Household purchases, which account for an estimated 70 percent of gross domestic product, rose 0.8 percent, the most since February, after advancing 0.5 percent in August, according to a Commerce Department report Monday. The median estimate in a Bloomberg survey of 71 economists called for a 0.6 percent gain. Incomes climbed 0.4 percent, the most since March.
The results show how household spending fared at the time of the hand-off to the final quarter. Gross Domestic Product rose at a 2 percent annual rate from July through September, up from a 1.3 percent pace in the previous quarter, Commerce Department data showed last week. Consumer purchases grew 2 percent, following a 1.5 percent gain.
Meanwhile, companies are bracing for the fiscal cliff, the $607 billion in spending cuts and tax increases that are slated to take effect automatically next year unless Congress acts.
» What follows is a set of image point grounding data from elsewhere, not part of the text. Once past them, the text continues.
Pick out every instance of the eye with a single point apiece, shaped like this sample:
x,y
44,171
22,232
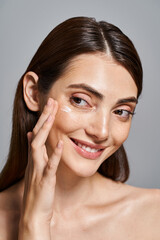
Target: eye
x,y
125,114
79,101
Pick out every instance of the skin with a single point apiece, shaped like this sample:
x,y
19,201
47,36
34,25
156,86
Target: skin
x,y
64,196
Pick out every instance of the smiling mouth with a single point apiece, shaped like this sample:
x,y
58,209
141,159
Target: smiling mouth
x,y
85,147
87,150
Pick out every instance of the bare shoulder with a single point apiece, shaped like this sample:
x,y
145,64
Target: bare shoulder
x,y
134,212
9,213
145,210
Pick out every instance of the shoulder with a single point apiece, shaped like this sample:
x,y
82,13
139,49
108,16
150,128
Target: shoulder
x,y
9,213
135,212
144,208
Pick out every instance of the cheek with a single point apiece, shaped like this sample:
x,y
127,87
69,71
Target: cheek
x,y
68,120
120,133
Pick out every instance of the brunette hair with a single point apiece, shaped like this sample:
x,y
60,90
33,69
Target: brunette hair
x,y
74,36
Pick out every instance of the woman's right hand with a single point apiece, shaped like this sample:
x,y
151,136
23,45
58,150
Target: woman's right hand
x,y
40,179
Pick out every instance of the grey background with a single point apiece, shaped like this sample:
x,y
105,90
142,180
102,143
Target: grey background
x,y
25,23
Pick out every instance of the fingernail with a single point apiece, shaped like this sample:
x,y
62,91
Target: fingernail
x,y
49,102
49,118
59,145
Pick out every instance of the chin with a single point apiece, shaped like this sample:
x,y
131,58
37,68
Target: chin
x,y
85,168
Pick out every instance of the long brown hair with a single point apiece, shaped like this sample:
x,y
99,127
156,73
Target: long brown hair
x,y
73,37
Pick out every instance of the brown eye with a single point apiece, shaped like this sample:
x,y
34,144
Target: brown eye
x,y
79,101
123,113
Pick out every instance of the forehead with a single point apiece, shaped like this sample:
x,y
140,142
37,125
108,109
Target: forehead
x,y
100,72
Companies also are cutting forecasts on slowing growth in Europe and Asia. The trade deficit expanded as exports dropped, subtracting 0.2 percentage point from third-quarter growth, last week’s report showed.
For consumers, a drop in the savings rate indicates the gain in spending “is not fully sustainable,” according to Stephen Stanley, chief economist at Pierpont Securities in Stamford, Ct. After the report, Stanley raised his forecast for spending in the fourth quarter to roughly 2.5 percent from an estimated 2 percent he previously estimated.
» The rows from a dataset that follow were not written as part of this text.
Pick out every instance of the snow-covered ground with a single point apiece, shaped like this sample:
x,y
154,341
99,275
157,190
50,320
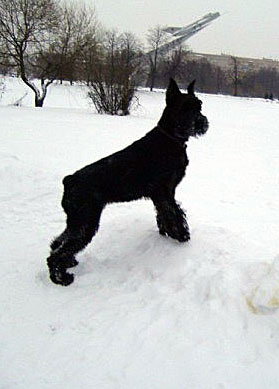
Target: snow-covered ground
x,y
144,312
Adjusting consumer spending for inflation, which renders the figures used to calculate gross domestic product, purchases rose 0.4 percent after a 0.1 percent increase in the previous month, the report showed.
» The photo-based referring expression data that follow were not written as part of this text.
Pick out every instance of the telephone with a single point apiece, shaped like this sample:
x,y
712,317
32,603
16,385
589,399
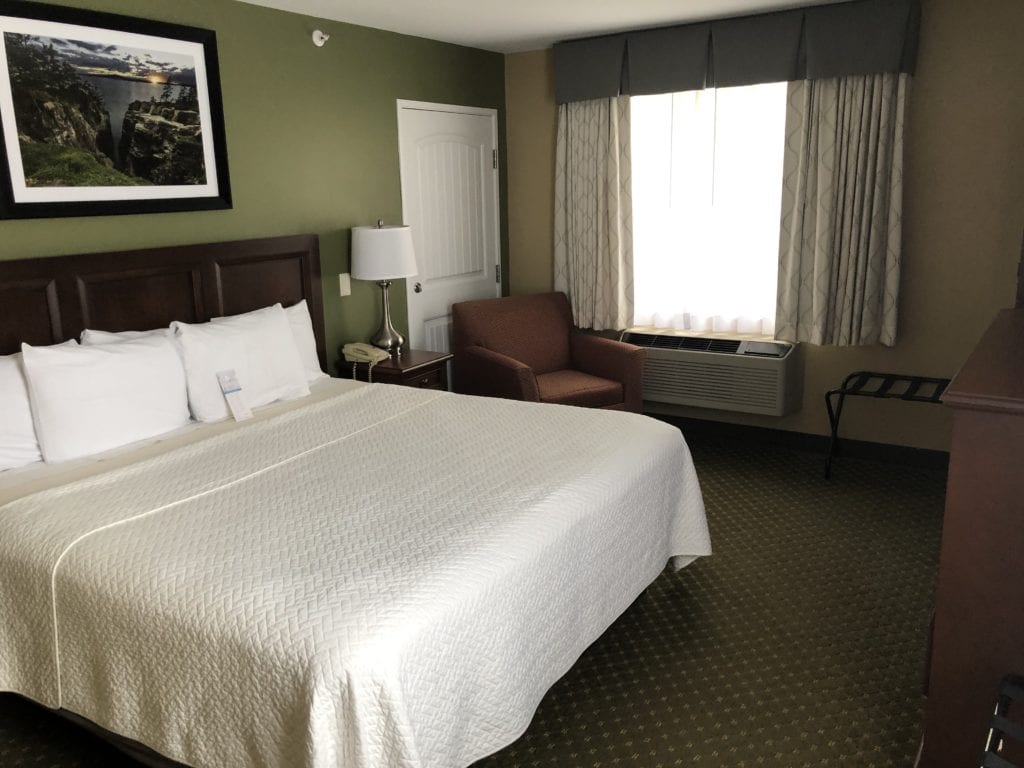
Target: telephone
x,y
357,352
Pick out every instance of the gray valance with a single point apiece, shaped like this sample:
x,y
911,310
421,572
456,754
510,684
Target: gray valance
x,y
864,37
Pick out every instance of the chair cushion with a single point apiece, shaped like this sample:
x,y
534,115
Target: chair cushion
x,y
534,330
577,388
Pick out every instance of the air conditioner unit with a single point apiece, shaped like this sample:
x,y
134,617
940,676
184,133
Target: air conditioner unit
x,y
749,376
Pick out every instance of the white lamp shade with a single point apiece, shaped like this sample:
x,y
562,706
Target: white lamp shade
x,y
382,252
Cheaper gasoline, a lower unemployment rate and an improving housing market are boosting Americans’ moods. The Thomson Reuters/University of Michigan final gauge of sentiment advanced to the highest level since September 2007, before the recession began.
The Labor Department later this week is expected to report that payrolls advanced by 125,000 in October after rising 114,000 in September, according to the Bloomberg survey median. Unemployment rose to 7.9 percent from a three-year low of 7.8 percent, economists predicted.
“Household spending has advanced a bit more quickly,” Federal Reserve policymakers said in a statement last week after their meeting. “Growth in employment has been slow.”